La ragione è ovvia legittima: l'inciucio non piace agli elettori e nessuno si vuole intestare l'idea. Ma è anche ovvio che, se nessuno vincesse, una qualche forma di accordo andrebbe trovata, almeno fino a che non si possa arrivare a elezioni, cosa che difficilmente potrebbe avvenire già questa estate.
L'altra verità detta da Minniti riguarda il ruolo del capo dello Stato in questo scenario. Sergio Mattarella, se non ci fosse un vincitore certo, avrebbe ovviamente la responsabilità di individuare una maggioranza possibile per dar vita a un governo. Il suo margine di manovra sarebbe dunque ampliato. E soprattutto sarebbe ancora più forte il suo ruolo nell'esercitare quella che rimane costituzionalmente il suo dovere: incaricare il presidente del Consiglio. L'onere della scelta della persona più adatta ad aggregare voti in Parlamento a quel punto sarebbe fortemente in capo al presidente Mattarella. Se invece la maggioranza fosse netta, ovviamente i partiti avrebbero maggior peso nella indicazione del leader prescelto.
C'è poi un altro potere che esclusivamente nel capo dello Stato ed è la nomina dei ministri. La Costituzione dice chiaro e tondo che il presidente del Consiglio incaricato li propone ma è il presidente che li nomina.
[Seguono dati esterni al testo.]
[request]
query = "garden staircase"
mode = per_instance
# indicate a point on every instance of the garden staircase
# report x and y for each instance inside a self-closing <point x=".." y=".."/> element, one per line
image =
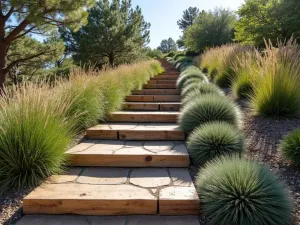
<point x="135" y="163"/>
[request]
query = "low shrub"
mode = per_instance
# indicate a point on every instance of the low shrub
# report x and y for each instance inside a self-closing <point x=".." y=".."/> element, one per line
<point x="209" y="108"/>
<point x="213" y="140"/>
<point x="192" y="74"/>
<point x="276" y="86"/>
<point x="290" y="147"/>
<point x="242" y="192"/>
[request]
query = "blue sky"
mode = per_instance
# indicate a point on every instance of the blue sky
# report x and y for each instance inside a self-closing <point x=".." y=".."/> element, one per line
<point x="163" y="15"/>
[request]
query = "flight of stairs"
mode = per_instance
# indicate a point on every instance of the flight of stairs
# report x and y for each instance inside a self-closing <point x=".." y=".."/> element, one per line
<point x="135" y="163"/>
E questo vale anche in caso di una vittoria schiacciante di uno degli schieramenti: più volte i capi dello Stato hanno sbianchettato e riscritto parte della lista portata dai Premier al Quirinale. Molti uomini politici sono entrati da ministro nello studio alla Vetrata e ne sono usciti semplice cittadino, sia nella prima che nella seconda Repubblica.
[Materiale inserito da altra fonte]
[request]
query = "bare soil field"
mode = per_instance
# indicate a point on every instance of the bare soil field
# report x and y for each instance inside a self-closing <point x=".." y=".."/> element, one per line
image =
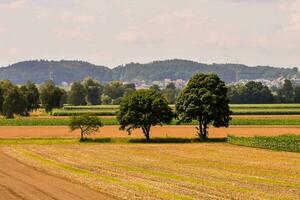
<point x="20" y="181"/>
<point x="167" y="171"/>
<point x="165" y="131"/>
Mattarella è persona assai rispettosa degli equilibri politici, non ha un atteggiamento interventista ma è ovvio che quando il prossimo presidente del Consiglio salirà al Quirinale, chiunque esso sia e qualunque sia la sua maggioranza, i ministeri più delicati (solitamente Esteri, Interni, Difesa ed Economia) saranno sotto la lente di ingrandimento del capo dello Stato che potrà accogliere o anche respingere le idee del nuovo premier. Questo ha ricordato Minniti ai cittadini, a se stesso e al mondo della politica; quasi a voler sottolineare che a poco valgono gli annunci prima del voto di questo o quel ministro nelle diverse caselle del governo.